EcoSphere: A Decision-Support Tool for Automated Carbon Emission and Cost Optimization in Sustainable Urban Development
- URL: http://arxiv.org/abs/2505.09054v1
- Date: Wed, 14 May 2025 01:19:44 GMT
- Title: EcoSphere: A Decision-Support Tool for Automated Carbon Emission and Cost Optimization in Sustainable Urban Development
- Authors: Siavash Ghorbany, Ming Hu, Siyuan Yao, Matthew Sisk, Chaoli Wang,
- Abstract summary: The construction industry is a major contributor to global greenhouse gas emissions.<n>This study develops EcoSphere, an innovative software designed to evaluate and balance embodied and operational carbon emissions with construction and environmental costs in urban planning.
- Score: 9.158211761410444
- License: http://creativecommons.org/licenses/by-nc-sa/4.0/
- Abstract: The construction industry is a major contributor to global greenhouse gas emissions, with embodied carbon being a key component. This study develops EcoSphere, an innovative software designed to evaluate and balance embodied and operational carbon emissions with construction and environmental costs in urban planning.

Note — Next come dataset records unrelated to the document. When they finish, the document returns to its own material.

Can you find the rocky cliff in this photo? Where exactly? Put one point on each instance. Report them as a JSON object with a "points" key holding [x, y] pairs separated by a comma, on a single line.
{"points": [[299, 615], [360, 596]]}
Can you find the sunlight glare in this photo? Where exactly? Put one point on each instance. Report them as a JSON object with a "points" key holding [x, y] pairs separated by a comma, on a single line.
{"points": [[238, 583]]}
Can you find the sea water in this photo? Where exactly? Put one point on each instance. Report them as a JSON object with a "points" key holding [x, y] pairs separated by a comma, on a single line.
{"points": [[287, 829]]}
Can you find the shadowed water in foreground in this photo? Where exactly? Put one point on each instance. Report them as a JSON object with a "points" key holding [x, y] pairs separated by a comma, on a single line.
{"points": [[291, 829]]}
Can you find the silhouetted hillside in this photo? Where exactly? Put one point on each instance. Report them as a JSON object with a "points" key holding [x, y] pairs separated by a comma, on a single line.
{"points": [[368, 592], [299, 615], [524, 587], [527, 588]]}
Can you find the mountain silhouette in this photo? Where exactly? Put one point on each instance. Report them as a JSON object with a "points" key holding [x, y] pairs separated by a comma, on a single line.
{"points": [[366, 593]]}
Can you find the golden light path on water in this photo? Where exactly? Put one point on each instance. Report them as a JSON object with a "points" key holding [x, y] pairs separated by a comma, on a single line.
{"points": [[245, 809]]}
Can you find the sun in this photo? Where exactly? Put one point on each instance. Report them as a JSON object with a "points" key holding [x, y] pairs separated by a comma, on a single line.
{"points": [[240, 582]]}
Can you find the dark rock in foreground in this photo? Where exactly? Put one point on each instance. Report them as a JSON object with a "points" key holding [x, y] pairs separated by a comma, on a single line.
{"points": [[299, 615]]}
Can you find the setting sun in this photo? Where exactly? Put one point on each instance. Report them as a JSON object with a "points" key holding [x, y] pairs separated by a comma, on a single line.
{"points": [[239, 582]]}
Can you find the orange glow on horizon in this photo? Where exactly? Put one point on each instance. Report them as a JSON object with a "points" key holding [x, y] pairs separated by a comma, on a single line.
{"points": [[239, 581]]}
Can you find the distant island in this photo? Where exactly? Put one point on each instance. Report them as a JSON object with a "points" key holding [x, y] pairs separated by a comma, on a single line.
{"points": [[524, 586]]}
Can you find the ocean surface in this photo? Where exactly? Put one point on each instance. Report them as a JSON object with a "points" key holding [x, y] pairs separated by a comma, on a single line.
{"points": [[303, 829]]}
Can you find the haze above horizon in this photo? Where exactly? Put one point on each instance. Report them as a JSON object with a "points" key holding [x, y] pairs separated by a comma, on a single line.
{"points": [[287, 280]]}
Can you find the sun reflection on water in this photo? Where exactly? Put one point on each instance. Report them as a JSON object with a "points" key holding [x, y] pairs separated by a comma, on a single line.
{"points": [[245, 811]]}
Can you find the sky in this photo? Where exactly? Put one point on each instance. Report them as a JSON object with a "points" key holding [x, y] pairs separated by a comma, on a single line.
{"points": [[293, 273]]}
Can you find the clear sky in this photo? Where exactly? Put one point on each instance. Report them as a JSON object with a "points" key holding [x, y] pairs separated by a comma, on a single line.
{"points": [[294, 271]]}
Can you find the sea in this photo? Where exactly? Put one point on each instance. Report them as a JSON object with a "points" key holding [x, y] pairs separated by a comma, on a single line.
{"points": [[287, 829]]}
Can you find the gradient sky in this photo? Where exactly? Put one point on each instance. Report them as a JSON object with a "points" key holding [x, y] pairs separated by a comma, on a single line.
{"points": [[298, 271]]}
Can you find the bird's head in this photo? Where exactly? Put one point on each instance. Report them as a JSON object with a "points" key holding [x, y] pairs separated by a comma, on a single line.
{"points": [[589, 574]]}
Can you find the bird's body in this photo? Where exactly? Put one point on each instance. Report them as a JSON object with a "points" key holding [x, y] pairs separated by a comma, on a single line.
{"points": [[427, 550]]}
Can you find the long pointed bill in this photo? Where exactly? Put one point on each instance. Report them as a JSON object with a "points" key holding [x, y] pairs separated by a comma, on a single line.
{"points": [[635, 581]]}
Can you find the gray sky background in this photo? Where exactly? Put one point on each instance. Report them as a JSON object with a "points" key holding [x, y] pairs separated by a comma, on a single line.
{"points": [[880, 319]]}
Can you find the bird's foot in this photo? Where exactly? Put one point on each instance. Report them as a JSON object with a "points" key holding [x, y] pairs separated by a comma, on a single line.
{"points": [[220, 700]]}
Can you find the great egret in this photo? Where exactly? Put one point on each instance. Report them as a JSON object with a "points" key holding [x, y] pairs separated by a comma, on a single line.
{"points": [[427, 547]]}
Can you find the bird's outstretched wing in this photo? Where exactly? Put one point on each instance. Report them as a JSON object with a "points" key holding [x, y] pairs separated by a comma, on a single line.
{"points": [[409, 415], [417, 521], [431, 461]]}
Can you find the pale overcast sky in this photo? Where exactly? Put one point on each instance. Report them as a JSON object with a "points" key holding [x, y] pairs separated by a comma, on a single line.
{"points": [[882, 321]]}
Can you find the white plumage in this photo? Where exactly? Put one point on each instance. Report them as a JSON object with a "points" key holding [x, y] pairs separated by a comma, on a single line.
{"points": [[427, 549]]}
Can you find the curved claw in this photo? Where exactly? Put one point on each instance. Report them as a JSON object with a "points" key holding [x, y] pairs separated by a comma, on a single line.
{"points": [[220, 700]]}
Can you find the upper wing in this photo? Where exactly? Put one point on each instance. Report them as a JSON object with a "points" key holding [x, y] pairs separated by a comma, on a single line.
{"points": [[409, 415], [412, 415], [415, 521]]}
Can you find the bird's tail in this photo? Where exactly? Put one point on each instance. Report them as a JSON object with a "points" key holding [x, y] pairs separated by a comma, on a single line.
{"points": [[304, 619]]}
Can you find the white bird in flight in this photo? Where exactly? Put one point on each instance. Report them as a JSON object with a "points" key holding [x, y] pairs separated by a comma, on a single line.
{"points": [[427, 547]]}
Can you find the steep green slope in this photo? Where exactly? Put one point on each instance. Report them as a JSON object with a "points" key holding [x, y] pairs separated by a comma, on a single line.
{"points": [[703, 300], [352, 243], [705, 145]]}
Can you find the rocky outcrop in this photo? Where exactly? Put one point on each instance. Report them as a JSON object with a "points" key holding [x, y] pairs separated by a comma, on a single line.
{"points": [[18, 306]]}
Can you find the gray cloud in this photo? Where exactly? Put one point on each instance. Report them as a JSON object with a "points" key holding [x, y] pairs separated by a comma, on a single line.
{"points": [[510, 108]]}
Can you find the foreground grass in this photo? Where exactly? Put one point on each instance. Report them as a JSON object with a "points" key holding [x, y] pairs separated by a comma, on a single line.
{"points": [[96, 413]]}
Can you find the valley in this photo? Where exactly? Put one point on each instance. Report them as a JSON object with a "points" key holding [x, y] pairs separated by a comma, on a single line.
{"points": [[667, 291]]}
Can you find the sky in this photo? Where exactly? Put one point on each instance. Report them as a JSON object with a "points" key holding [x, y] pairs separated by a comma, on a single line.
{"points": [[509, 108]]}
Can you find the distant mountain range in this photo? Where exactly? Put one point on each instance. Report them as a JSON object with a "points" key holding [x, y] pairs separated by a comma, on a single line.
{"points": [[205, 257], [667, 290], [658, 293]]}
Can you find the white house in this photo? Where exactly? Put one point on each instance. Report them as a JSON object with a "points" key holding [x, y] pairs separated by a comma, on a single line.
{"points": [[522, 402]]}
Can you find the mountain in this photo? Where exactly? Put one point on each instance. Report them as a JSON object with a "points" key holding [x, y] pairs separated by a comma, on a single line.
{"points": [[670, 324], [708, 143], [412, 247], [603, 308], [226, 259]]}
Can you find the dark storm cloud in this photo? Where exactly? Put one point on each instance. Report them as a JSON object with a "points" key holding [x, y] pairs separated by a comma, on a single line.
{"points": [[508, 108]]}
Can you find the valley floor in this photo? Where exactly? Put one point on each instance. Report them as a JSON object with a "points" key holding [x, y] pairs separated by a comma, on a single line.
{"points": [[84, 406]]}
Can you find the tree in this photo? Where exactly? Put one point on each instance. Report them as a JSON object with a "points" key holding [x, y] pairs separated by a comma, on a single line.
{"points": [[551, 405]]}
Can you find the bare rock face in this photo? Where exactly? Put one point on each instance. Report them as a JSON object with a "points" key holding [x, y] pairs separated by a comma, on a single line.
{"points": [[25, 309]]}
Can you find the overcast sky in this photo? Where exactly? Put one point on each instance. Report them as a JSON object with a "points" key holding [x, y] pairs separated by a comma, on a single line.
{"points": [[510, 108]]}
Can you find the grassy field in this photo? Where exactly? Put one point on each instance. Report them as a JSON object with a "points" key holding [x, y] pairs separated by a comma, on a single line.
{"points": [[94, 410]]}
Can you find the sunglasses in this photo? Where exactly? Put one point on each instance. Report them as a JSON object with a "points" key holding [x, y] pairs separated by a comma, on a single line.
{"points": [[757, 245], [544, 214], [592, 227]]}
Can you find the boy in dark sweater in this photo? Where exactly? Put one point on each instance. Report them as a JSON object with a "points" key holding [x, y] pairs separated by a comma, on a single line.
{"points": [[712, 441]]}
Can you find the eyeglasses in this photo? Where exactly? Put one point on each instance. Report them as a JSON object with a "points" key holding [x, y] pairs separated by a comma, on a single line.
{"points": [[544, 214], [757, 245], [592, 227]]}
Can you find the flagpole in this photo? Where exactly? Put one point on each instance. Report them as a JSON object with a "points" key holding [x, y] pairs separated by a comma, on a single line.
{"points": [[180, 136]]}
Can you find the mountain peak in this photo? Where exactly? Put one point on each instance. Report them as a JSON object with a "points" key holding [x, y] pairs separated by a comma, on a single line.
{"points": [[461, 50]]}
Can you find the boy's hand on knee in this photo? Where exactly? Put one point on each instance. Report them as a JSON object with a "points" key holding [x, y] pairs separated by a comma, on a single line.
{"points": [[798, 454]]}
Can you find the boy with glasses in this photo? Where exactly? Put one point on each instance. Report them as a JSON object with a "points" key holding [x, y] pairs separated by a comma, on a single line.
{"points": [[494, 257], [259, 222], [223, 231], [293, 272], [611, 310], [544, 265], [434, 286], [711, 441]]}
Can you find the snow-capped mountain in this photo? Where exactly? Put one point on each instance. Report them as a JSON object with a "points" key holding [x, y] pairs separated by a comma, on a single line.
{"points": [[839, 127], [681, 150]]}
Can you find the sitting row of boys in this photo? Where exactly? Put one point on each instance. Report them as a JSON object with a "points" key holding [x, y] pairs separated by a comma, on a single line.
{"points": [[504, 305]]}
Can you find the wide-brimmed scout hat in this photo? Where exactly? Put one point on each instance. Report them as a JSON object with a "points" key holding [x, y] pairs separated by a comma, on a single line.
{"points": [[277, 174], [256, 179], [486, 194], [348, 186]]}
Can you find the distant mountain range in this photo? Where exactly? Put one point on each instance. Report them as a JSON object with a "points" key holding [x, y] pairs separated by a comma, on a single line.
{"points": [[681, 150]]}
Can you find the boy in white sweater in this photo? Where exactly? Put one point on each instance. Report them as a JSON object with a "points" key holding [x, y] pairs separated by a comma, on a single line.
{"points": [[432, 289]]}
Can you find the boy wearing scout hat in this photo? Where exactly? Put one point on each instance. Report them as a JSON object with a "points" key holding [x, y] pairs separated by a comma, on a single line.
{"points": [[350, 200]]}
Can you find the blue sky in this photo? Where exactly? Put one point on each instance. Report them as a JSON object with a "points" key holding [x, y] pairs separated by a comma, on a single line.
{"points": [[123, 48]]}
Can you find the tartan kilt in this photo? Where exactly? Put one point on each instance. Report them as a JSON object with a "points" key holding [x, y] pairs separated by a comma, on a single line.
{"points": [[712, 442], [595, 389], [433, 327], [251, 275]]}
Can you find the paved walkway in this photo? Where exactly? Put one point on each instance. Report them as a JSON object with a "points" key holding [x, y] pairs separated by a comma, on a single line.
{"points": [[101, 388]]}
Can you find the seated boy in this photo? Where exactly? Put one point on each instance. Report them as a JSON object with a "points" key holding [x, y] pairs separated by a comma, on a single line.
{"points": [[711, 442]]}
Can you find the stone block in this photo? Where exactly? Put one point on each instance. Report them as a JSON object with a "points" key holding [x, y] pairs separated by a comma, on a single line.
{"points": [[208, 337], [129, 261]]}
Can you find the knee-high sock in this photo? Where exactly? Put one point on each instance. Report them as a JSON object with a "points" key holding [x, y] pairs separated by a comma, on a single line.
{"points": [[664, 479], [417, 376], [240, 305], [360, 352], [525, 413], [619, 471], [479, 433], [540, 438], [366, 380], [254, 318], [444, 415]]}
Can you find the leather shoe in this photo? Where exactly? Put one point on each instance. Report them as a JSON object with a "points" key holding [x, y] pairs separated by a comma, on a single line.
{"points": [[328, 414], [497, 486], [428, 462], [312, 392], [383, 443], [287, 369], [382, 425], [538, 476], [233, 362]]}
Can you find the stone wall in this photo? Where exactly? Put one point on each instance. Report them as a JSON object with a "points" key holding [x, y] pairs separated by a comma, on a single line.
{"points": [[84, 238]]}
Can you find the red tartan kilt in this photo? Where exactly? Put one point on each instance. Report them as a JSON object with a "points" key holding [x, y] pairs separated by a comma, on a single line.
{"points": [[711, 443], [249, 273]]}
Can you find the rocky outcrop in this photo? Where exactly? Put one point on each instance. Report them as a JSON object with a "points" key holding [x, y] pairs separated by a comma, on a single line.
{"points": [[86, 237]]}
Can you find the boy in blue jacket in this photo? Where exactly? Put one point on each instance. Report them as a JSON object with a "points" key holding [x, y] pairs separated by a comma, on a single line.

Using high-resolution data from the National Structure Inventory, combined with computer vision and natural language processing applied to Google Street View and satellite imagery, EcoSphere categorizes buildings by structural and material characteristics with a bottom-up approach, creating a baseline emissions dataset. By simulating policy scenarios and mitigation strategies, EcoSphere provides policymakers and non-experts with actionable insights for sustainable development in cities and provide them with a vision of the environmental and financial results of their decisions. Case studies in Chicago and Indianapolis showcase how EcoSphere aids in assessing policy impacts on carbon emissions and costs, supporting data-driven progress toward carbon neutrality.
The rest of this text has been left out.